When Colangelo talked about Lowry in a press scrum on July 17, he broke out into a greedy little smile. “We’ve got two very solid starting-calibre point guards,” he said, referring to Lowry and José Calderón. When Lowry was introduced to the media as a Raptor, he wore a natty bow tie and checked shirt. “Given the keys,” he said, seated next to Colangelo, “I think I can drive this car to a playoff team.” The Raptors had a potential star and a tantalizing chance to win again.

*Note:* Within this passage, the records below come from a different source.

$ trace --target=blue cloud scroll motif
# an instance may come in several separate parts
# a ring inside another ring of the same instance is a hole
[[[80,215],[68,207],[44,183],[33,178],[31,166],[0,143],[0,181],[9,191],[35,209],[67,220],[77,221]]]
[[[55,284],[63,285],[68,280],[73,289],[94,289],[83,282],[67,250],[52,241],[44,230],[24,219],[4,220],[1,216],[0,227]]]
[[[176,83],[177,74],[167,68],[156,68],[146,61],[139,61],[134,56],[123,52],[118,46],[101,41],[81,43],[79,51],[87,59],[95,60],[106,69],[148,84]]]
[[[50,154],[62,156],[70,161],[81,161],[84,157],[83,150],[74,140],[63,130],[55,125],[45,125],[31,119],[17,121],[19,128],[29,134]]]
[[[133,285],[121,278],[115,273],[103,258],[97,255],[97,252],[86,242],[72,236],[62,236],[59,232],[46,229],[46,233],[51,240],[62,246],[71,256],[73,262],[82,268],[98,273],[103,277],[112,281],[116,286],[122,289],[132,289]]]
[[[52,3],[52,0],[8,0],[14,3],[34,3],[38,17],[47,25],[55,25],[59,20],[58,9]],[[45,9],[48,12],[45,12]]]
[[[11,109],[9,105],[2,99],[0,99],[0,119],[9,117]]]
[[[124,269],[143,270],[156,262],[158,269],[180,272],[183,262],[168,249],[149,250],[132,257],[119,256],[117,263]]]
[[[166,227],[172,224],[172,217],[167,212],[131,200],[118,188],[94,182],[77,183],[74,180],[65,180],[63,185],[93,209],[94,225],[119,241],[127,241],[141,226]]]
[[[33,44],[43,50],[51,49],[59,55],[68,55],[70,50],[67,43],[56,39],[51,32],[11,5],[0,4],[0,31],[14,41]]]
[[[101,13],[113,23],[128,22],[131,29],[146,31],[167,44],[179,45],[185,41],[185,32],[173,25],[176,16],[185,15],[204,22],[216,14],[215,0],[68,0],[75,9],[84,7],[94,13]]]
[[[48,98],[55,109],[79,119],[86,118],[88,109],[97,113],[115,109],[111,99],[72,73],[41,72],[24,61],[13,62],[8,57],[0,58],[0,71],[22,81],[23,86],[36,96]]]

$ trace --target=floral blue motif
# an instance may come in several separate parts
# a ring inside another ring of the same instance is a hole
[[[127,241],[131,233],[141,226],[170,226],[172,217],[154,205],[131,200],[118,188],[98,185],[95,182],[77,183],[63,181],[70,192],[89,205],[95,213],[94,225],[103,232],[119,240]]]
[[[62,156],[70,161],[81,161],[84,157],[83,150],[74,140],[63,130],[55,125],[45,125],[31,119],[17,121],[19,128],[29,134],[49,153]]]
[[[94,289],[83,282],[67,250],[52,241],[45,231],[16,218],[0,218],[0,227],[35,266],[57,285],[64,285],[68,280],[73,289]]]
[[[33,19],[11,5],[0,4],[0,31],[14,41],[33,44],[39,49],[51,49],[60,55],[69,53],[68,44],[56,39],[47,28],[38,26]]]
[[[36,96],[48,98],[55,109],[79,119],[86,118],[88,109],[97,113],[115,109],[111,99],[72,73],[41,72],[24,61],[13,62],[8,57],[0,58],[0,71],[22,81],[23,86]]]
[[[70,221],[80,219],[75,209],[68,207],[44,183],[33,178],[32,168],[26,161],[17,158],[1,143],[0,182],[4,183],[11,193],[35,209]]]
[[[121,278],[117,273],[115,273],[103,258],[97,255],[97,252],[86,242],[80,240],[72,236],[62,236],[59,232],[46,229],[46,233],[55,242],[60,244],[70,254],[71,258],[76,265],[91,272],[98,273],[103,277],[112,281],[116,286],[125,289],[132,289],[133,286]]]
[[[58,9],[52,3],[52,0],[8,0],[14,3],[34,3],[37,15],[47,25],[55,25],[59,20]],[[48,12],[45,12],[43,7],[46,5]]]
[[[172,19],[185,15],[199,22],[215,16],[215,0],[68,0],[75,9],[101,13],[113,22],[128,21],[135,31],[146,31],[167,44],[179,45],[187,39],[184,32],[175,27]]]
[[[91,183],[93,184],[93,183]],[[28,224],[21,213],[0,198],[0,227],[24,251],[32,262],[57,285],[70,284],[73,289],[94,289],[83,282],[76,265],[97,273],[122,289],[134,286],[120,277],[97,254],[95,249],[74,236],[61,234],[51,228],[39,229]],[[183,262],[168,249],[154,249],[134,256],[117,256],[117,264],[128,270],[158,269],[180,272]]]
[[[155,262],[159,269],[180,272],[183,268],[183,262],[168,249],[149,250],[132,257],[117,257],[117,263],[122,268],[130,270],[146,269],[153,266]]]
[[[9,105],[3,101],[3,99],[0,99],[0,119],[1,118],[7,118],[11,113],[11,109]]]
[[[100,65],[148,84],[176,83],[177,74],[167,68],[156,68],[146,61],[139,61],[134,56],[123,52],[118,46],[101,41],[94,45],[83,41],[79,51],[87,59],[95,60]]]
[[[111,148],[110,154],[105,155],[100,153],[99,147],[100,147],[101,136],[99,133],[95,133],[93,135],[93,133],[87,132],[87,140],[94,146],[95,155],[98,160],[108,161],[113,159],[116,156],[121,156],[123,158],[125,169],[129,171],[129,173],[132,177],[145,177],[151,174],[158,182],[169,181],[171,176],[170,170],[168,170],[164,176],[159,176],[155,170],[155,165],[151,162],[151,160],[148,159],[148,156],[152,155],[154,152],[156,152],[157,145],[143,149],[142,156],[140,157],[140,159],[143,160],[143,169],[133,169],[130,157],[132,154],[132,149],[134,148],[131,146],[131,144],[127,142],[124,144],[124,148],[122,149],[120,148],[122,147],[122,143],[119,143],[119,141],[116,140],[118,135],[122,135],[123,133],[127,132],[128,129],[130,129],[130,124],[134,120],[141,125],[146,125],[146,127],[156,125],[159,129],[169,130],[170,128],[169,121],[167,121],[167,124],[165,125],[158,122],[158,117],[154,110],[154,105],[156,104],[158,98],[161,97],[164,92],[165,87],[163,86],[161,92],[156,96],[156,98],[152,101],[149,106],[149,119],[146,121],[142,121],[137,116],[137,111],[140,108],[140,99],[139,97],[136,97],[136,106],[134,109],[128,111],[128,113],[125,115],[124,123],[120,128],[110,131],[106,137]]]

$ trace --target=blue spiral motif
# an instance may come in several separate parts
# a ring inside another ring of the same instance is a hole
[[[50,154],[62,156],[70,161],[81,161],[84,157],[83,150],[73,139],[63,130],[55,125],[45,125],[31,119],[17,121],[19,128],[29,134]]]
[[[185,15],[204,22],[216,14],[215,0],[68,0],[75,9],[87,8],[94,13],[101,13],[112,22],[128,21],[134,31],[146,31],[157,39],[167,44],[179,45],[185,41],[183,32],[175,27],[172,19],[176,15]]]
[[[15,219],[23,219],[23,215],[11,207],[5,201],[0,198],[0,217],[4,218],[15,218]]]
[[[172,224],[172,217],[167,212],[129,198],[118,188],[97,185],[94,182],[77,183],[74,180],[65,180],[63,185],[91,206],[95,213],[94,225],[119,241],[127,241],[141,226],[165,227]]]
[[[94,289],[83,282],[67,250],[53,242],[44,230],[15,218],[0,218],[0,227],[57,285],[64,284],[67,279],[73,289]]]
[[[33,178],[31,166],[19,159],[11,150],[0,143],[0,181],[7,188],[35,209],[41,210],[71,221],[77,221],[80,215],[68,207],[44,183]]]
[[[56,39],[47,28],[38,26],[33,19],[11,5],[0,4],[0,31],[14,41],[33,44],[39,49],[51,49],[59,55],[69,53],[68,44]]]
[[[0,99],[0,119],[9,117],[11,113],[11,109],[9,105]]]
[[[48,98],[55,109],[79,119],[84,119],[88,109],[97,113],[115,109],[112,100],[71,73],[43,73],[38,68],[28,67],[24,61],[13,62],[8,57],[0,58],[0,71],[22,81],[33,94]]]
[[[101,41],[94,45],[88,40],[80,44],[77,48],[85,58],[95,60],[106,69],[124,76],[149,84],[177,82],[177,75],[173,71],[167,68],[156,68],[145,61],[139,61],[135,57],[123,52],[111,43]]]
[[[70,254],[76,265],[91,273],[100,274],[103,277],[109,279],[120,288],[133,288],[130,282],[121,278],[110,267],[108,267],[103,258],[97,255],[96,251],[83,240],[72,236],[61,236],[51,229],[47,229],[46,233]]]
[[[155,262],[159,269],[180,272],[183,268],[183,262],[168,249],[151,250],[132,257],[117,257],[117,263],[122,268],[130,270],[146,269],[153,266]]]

So here he was, at the cusp of the 2012–2013 season, fielding the Raptors’ most vivid, energetic lineup since the team’s last playoff run. Aside from Lowry, Colangelo is relying on DeMar DeRozan, the athletic shooting guard he drafted in 2009, who seems poised for a breakout year. This season also sees the debut of Jonas Valanciunas, the seven-foot Lithuanian centre Colangelo drafted in 2011 and then left to gestate back home for a year. Valanciunas has already been named among the preemptive frontrunners for Rookie of the Year—in Lithuanian league play, he’s been a defensive live wire, swatting shots away from the rim with abandon. And he’s a charming, wide-eyed presence off the court, a kind of anti-Bargnani. Even Bargnani appears to be turning a corner—before getting injured in January last season, he was being talked about as a possible All-Star.

At the start of the pre-season, I asked Colangelo where he put the team’s odds of making the playoffs. “Next question” was his exasperated response. I asked him what, if anything, he’d change if he could start over as Raptors GM. He didn’t want to answer that, either, and instead offered his version of basketball philosophy: “The beauty of my job is that you can’t look back and say I would do this differently,” he said. “In our business, you can’t be afraid. And I’ve never been afraid.”

The team’s first pre-season game was against Europe’s top-ranked Real Madrid. The Raptors won, 102 to 95—and that was without Lowry, whose debut was delayed by a pulled leg muscle, and without Valanciunas, who had strained his calf. DeMar DeRozan was the star of the game, scoring 18 points. And the Raptors kept up that level of play through the pre-season, finishing with a 5-0 record at home for the first time since 2007.

While ACC crowds cheered and hoooted from their seats, Colangelo, his arms crossed and his expression hovering between pensive and relieved, stood alone in his tunnel.